Synergistic microbial consortia in the bioremediation of heavy metal-contaminated wastewater: mechanisms and sustainability perspectives
摘要
Heavy metals (HMs) are mostly toxic to all forms of life and are tenacious environmental pollutants. Rapid industrialization, urban development, and unsustainable agricultural implications lead to their accumulation in soil and water ecosystems, promoting serious ecological and health risks. In course of time, the growing global population, demand for food, water, energy, and technology have increased heavy metal-contaminated wastewater discharges. Conventional physicochemical treatment approaches, although widely applied, often suffer from limitations such as incomplete metal removal, significant energy requirement and cost effectiveness. Microorganisms such as bacteria, algae, and fungi demonstrate great efficiency in HM detoxification and degradation by virtue of their natural biological properties. These microorganisms have the capability to reduce toxic metal ions in their surroundings to non-toxic or fixed forms. The current review aims to critically assess the efficiency of individual bioremediation processes in microorganisms like bacteria, fungi, algae, and their combinatorial states like bacteria-algae, algae-fungi, and algae-algae consortia. A great deal of emphasis has been given to elucidate the mechanistic insights specific to consortia particularly mutualistic carbon/nutrient exchange, bioprecipitation, EPS-mediated capture, enzymatic transformation, adsorption/chelation and synergistic indirect effects. Moreover, the importance of interspecies interactions through metabolite transfer and signaling has been underlined in terms of system stability and remediation ability. Future research direction includes reactor-scale integration studies, modeling efforts, and the use of artificial intelligence/machine learning tools. Thus, engineered bacterial communities based on omics analysis can provide a basis to improve bioremediation strategies in terms of efficiency, stability, and sustainability for the remediation of HMs in wastewaters.

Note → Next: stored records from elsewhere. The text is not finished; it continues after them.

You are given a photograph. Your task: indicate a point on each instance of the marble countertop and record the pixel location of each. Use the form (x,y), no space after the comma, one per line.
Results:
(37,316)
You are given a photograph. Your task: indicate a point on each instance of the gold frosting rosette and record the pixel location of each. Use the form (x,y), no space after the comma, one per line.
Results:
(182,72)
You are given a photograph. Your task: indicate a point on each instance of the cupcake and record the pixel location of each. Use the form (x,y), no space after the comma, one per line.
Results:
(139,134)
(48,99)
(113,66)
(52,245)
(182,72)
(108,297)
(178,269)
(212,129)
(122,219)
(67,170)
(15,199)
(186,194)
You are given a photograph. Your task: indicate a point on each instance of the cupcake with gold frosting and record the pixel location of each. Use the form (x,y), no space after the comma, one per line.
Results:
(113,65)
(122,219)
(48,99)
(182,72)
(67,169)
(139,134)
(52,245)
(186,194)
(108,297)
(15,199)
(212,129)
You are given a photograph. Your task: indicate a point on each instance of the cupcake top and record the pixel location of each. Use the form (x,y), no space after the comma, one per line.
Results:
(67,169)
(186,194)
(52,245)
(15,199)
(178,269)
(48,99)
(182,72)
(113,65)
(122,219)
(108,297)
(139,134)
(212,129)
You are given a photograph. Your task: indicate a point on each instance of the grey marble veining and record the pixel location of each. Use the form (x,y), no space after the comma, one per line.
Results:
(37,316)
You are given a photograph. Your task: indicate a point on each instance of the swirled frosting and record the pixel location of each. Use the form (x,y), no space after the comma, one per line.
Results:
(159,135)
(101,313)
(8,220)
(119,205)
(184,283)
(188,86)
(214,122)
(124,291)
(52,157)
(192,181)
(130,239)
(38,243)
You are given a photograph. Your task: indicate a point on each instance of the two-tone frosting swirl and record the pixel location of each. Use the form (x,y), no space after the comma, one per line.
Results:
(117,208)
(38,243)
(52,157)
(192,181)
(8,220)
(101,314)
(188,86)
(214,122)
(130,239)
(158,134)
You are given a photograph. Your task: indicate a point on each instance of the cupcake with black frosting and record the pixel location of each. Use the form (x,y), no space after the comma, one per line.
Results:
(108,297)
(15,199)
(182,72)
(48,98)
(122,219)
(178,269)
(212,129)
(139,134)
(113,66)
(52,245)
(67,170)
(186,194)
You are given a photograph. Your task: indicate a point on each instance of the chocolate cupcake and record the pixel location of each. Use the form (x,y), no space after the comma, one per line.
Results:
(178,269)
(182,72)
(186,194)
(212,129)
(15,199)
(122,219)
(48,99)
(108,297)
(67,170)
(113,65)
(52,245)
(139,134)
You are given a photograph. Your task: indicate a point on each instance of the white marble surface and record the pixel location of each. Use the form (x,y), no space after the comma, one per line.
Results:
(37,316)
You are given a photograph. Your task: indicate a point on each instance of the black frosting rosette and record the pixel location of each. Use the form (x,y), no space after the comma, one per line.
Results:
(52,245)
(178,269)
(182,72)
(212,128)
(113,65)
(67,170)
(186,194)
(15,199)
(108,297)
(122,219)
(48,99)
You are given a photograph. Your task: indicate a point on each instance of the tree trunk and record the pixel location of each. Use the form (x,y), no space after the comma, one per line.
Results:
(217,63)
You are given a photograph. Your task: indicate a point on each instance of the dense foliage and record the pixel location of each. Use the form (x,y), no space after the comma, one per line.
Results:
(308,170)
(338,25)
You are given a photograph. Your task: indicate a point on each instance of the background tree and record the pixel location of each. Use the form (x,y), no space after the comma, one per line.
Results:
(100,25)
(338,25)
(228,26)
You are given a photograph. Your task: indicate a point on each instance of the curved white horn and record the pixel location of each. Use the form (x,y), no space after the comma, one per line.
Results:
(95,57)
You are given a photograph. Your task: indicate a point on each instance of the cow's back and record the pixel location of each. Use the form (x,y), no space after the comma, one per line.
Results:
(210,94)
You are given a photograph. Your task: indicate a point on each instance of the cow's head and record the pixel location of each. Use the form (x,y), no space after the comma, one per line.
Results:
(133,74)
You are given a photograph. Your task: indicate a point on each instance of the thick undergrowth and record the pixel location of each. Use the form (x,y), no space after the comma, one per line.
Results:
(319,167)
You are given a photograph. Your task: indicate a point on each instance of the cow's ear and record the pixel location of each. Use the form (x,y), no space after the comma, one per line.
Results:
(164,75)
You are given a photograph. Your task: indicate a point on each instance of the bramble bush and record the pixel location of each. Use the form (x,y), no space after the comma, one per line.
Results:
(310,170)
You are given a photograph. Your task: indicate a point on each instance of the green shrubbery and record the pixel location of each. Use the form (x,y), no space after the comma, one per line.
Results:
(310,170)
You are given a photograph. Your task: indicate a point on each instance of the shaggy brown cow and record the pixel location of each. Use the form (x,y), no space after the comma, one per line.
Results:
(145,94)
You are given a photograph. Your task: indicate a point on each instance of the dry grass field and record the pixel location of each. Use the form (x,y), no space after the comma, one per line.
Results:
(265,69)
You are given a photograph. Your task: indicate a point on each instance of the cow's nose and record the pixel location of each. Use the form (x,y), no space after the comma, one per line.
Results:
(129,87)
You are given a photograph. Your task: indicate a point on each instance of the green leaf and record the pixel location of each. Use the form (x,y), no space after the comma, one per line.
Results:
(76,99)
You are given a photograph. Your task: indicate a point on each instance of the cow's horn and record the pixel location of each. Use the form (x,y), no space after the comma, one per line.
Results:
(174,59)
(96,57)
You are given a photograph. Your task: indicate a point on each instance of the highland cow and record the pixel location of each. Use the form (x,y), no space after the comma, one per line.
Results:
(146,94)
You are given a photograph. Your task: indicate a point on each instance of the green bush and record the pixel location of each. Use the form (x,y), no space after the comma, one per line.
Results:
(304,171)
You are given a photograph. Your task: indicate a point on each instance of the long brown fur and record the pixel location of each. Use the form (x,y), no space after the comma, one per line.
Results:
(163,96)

Graphical abstractRelease of different heavy metals in wastewater leads to their bioaccumulation in the food chain causing ecological imbalance and health hazards in humans. In order to bioremediate these toxic heavy metals from the wastewater, microbial consortium (comprising algae, fungi, and bacteria) may be beneficial as they work synergistically to detoxify metals into stable or less harmful forms through multiple bioremediation pathways; thus, providing a sustainable solution for heavy metal pollution management.